HAK ARAYANLAR (Rauf DENKTAŞ )
1974`e kadar parolamız "1960 antlaşmalarından kaynaklanan haklarımızdan (kurucu ortaklık haklarımızdan) asla vazgeçmeyeceğiz"di.
"Kurucu Ortaklık" hakları "siyasi açıdan dini, dili ayrı iki eşit halkın varlığını" ve "Türkiye`nin Garanti Haklarını" içermekteydi. Taraflara "cemaat" dense de, bunların ayrı self - determinasyon hakları kabul edilmişti. Bunlardan biri bu hakkı kullanarak Kıbrıs`a sahip çıkamaz, adayı tümüyle veya kısmen başka bir ülkeye bağlayamazdı. Siyasi eşitliğin ve adada iki kurucu halkın varlığı vetolarla ve ayrı cemaat meclisleri ile olduğu kadar anayasanın 2(1) ve (2) maddelerinde de vurgulanmaktaydı. Resmi dil Türkçe ve Rumca idi. Kıbrıs`ta yaşayan azınlıklar ya Türk cemaatına, ya da Rum cemaatına kayıtlı olacaklar ve seçimlerde kayıtlı bulundukları cemaatın listesinden oy kullanabileceklerdi. Bir Türk`ün Rum listesinden oy kullanabilmesi mümkün değildi meğer ki anayasanın 2(5) maddesine göre Türk Cemaatından ayrıldığını ve Rum Cemaatına katıldığını yazılı olarak Cumhuriyetin ilgili makamına ve Cemaat Meclislerinin Başkanlarına duyurmuş olsun! Rum Cemaat Meclisi tarafından bu müracaat kabul edilmeliydi.

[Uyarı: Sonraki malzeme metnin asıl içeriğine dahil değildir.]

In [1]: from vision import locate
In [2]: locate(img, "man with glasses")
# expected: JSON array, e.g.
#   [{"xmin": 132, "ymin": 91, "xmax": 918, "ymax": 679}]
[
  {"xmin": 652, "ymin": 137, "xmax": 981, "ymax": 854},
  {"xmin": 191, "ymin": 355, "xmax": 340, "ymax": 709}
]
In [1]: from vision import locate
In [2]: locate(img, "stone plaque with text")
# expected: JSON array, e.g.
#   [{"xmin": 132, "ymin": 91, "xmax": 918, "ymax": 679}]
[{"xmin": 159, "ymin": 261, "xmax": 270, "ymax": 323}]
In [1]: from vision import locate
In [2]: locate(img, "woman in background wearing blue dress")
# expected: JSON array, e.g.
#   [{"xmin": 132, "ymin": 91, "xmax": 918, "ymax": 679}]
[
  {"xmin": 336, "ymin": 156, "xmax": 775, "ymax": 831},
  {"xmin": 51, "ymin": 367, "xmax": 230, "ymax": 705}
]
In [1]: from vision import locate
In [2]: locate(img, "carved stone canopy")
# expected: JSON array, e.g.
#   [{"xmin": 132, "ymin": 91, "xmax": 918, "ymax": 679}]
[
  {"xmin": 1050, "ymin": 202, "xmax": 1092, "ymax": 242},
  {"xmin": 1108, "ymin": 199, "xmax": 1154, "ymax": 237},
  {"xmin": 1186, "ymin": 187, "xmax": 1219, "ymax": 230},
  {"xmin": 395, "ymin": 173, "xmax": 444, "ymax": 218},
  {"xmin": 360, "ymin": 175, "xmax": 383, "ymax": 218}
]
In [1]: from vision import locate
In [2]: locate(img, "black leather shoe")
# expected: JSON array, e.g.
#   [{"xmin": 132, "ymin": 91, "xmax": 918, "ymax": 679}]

1963`den son Rum tarafındaki "Rum Cemaati seçimleri"ne kadar Rum`a kalıp yalakalık yapanlar, kendi insanları ve milli davamız aleyhine çalışanlar olmuşsa da İbrahim Aziz`le başlayan danışıklı bir "dava" girişimine ve milli şairin kızının adaylığına, Güneyde yaşayan Türkler arasından 250 kadar insanın Rum seçimlerinde oy kullanmasına kadar bu "milli dengeyi" bozan, "milli çizgiyi aşan" olmamıştır.
Rum liderliği 1960 Anayasasındaki bu "toplumlar arasındaki eşitlik kriteri"nin Anayasaya rağmen, Türkler tarafından bozulmasına göz yummakla birşey kaybetmemiş, çok şey kazanmıştır. Türklerin bu girişimi Papadopullos`un "üniter devlet" siyasetini güçlendiren bir girişim olarak kullanılacaktır. "Tek halk, tek devlet, tek egemenlik, kurumların birleşmesi" Güneyde balg ibi olabiliyorsa,g eleceğin `birleşmiş - bütünleşmiş` Kıbrıs`ında niye olmasın?" sorusu dış dünya indinde de büyük ağırlık kazanacaktır. Diğer yandan Akritas Planı`nın da öngördüğü ortamda, Kuzyede karma vilayet haline gelecek olan kuruluşa dolacak olan Rumlara aynı hakkı vermemek için bir neden de kalmayacaktır. Osmosis veya Üniter Devlet olgusunun doğumu işte böyle gerçekleşecektir.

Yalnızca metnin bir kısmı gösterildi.